PORT-AU-PRINCE, mercredi 18 février 2026 (RHINEWS)- La Fondation Lorquet pour une Nouvelle Haïti (FOLONHA) a annoncé mardi le décès d’Élycia Benoit-Éliazer, veuve de Jérémy Éliazer, présenté comme « le plus célèbre des martyrs de Cazale » lors du massacre survenu en 1969 sous le régime de François Duvalier.
Dans un communiqué publié pour diffusion immédiate, la fondation indique avoir appris « avec tristesse » la disparition d’Élycia Benoit-Éliazer, survenue dans la matinée du 17 février 2026. Elle exprime « ses profonds regrets et ses sincères sympathies à la communauté de Cazale » et présente « ses condoléances les plus attristées aux parents, proches et amis de la veuve Élycia Benoit-Éliazer ».
Le massacre de Cazale, considéré comme le plus important survenu sous le régime des Duvalier, s’est déroulé entre le 27 mars et le 12 avril 1969 dans le village de Cazale, quatrième section communale de Cabaret, au nord de Port-au-Prince. Selon le communiqué, des soldats de l’armée haïtienne et des membres de la milice des Tontons Macoutes avaient attaqué des civils protestant contre le régime. La répression aurait été déclenchée sur fond de tensions politiques et sociales, notamment après le refus de paysans et de militants, dont certains affiliés au Parti d’Entente Populaire (PEP), de payer des taxes et leur opposition aux autorités.

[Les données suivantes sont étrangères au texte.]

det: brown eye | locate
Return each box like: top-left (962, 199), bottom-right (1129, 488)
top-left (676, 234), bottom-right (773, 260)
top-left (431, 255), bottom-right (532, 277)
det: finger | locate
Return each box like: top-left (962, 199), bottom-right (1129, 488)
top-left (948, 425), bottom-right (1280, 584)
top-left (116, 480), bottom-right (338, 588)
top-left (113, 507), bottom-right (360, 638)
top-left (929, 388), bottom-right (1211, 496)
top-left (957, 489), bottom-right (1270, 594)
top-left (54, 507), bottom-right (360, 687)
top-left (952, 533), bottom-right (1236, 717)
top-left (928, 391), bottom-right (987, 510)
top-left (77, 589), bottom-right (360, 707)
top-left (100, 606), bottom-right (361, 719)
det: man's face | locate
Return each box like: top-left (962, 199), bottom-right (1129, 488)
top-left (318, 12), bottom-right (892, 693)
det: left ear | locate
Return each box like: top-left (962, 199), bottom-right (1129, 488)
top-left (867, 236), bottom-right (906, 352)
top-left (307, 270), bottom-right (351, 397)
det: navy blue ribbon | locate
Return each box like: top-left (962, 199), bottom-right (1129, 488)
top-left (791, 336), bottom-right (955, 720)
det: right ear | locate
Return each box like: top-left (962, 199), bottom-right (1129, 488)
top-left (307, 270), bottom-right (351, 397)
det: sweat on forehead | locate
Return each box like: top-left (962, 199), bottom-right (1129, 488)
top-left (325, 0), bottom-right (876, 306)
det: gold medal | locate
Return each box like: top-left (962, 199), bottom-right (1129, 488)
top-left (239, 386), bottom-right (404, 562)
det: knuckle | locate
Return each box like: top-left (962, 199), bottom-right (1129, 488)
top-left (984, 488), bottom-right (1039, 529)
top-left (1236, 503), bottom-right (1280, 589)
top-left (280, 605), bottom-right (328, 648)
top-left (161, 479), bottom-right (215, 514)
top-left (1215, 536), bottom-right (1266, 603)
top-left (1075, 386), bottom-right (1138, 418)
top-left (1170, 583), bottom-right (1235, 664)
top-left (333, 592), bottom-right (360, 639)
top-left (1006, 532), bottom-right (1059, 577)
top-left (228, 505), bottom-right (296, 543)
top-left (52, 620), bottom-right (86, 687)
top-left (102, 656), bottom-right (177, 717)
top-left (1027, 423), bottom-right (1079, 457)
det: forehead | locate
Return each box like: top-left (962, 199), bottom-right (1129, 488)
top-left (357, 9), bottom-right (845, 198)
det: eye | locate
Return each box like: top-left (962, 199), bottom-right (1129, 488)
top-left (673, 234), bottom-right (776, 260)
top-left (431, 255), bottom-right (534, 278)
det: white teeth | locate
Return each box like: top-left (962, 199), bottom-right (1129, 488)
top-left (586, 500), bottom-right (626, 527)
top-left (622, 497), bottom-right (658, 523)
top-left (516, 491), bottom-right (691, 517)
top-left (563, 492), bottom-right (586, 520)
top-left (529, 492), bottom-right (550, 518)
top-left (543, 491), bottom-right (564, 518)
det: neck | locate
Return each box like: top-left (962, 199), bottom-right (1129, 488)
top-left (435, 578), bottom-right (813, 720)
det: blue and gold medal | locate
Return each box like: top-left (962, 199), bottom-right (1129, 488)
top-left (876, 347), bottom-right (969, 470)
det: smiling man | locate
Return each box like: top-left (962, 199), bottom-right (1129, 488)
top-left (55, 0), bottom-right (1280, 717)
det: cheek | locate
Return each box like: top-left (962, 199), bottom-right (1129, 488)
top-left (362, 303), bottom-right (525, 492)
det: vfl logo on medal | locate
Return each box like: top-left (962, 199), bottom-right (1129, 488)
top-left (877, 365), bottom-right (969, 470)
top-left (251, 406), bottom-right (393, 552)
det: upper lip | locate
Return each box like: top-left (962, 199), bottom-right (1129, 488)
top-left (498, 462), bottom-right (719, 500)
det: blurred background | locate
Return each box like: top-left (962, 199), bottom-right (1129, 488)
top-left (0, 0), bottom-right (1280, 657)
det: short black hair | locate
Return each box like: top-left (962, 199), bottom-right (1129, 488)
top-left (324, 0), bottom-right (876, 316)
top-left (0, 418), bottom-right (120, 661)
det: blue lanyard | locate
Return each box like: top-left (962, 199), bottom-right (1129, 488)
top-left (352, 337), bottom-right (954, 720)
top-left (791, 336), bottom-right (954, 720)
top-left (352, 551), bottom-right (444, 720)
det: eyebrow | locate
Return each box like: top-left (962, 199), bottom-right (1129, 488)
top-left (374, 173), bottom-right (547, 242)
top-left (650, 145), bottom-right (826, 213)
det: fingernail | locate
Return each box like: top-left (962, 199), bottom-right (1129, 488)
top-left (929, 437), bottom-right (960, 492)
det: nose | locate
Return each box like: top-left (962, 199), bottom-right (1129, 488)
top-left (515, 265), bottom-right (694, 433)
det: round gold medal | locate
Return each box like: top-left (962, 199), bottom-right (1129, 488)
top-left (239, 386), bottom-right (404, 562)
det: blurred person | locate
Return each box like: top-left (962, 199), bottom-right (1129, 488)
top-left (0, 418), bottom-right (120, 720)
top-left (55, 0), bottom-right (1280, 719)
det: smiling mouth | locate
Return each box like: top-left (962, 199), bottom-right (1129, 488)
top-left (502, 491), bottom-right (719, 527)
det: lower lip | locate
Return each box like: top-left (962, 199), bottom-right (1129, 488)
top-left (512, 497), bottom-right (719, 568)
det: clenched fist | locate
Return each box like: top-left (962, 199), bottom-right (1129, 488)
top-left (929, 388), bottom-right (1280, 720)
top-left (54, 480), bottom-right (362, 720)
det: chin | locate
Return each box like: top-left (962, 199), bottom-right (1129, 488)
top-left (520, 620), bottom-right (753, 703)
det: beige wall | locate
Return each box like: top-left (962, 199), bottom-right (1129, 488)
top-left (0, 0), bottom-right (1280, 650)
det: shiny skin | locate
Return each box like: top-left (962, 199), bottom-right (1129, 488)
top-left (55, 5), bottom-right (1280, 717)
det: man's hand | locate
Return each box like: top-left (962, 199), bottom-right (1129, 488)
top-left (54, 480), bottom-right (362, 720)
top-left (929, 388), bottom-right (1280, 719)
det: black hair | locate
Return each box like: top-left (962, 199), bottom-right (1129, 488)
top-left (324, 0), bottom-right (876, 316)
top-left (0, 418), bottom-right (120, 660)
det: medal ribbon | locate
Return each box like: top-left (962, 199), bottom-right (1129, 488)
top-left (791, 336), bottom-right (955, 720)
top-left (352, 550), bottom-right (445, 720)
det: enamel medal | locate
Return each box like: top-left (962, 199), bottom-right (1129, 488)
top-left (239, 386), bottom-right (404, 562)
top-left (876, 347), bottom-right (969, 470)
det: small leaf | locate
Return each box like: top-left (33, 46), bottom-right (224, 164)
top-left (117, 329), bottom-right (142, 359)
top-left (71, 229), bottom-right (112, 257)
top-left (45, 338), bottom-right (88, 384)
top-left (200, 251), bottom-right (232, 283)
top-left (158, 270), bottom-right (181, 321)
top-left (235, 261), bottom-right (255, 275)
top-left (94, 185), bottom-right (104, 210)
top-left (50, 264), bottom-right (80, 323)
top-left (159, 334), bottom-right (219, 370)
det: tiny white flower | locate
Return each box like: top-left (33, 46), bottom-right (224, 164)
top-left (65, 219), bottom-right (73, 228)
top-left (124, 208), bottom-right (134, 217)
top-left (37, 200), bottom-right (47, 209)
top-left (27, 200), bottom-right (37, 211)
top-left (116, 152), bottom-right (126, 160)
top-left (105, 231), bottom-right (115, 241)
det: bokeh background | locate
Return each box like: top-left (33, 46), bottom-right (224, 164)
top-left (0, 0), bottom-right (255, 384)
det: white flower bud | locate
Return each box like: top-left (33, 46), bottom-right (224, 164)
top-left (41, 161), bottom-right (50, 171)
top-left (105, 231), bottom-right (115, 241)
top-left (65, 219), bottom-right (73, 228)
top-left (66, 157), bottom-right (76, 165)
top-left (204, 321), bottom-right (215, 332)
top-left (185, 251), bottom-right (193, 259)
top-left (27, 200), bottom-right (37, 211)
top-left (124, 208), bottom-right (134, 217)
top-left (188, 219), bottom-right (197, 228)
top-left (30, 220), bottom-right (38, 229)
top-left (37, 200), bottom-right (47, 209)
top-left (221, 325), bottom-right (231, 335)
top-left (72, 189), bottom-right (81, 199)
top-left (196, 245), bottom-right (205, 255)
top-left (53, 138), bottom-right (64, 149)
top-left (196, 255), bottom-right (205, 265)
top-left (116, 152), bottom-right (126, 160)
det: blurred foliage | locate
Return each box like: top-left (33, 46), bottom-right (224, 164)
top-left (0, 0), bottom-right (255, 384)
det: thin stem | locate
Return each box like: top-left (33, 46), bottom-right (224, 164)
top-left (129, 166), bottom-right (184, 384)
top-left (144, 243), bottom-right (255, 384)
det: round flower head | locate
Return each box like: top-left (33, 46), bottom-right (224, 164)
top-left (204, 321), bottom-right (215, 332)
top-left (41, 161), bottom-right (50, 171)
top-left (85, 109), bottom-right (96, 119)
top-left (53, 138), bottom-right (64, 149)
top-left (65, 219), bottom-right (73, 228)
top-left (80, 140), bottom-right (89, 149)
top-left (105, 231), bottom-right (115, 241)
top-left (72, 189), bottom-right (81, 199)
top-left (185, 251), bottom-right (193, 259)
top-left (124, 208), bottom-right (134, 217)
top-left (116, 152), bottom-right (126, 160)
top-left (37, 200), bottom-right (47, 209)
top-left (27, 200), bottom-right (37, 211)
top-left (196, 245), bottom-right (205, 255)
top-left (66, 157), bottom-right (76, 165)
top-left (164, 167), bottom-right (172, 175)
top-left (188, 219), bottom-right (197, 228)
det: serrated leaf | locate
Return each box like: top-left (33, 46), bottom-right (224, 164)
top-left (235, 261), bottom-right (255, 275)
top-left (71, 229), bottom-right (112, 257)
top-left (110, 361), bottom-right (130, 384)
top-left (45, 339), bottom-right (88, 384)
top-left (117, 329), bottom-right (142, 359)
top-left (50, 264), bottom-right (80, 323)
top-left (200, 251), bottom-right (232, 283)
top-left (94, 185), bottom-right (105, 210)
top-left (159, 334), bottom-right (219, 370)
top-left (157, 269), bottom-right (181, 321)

Le texte rappelle que des résistants, parmi lesquels Jérémy Éliazer, ancien soldat, Alix Lamaute et Roger Méhu, avaient hissé le drapeau haïtien bleu et rouge à la place du drapeau noir et rouge du régime en signe de défi. Le 5 avril 1969, environ 500 soldats et membres des Tontons Macoutes seraient arrivés en renfort à Cazale. Vingt-cinq corps auraient été retrouvés à la fin de la journée et environ 80 personnes portées disparues. Des habitants auraient été enterrés vivants, une trentaine de maisons pillées et incendiées, et du bétail tué ou emporté.
Selon la fondation, la fille de Jérémy Éliazer avait été arrêtée pendant 24 heures à Port-au-Prince, ce qui aurait conduit son père à se rendre aux autorités. Élycia Benoit-Éliazer, enceinte de sept mois, avait également été emprisonnée et aurait donné naissance à sa deuxième fille en détention. Jérémy Éliazer et Roger Méhu avaient été conduits aux Casernes Dessalines et ne seraient jamais revenus.
La fondation souligne qu’Élycia Benoit-Éliazer vivait à proximité du mémorial du massacre, érigé en 1999, sur le site de son ancienne maison conjugale incendiée en avril 1969. « Ma vie s’est arrêtée en 1969. J’ai perdu mon mari et une part de moi-même. J’ai aussi été emprisonnée. Depuis, le paysage m’est devenu étrange. Je fais beaucoup pour préserver la mémoire de cet événement. Mais je peux partir à tout moment vers l’au-delà. Et certainement une grande partie de la mémoire de Cazale disparaîtra avec moi », déclarait-elle, selon le communiqué.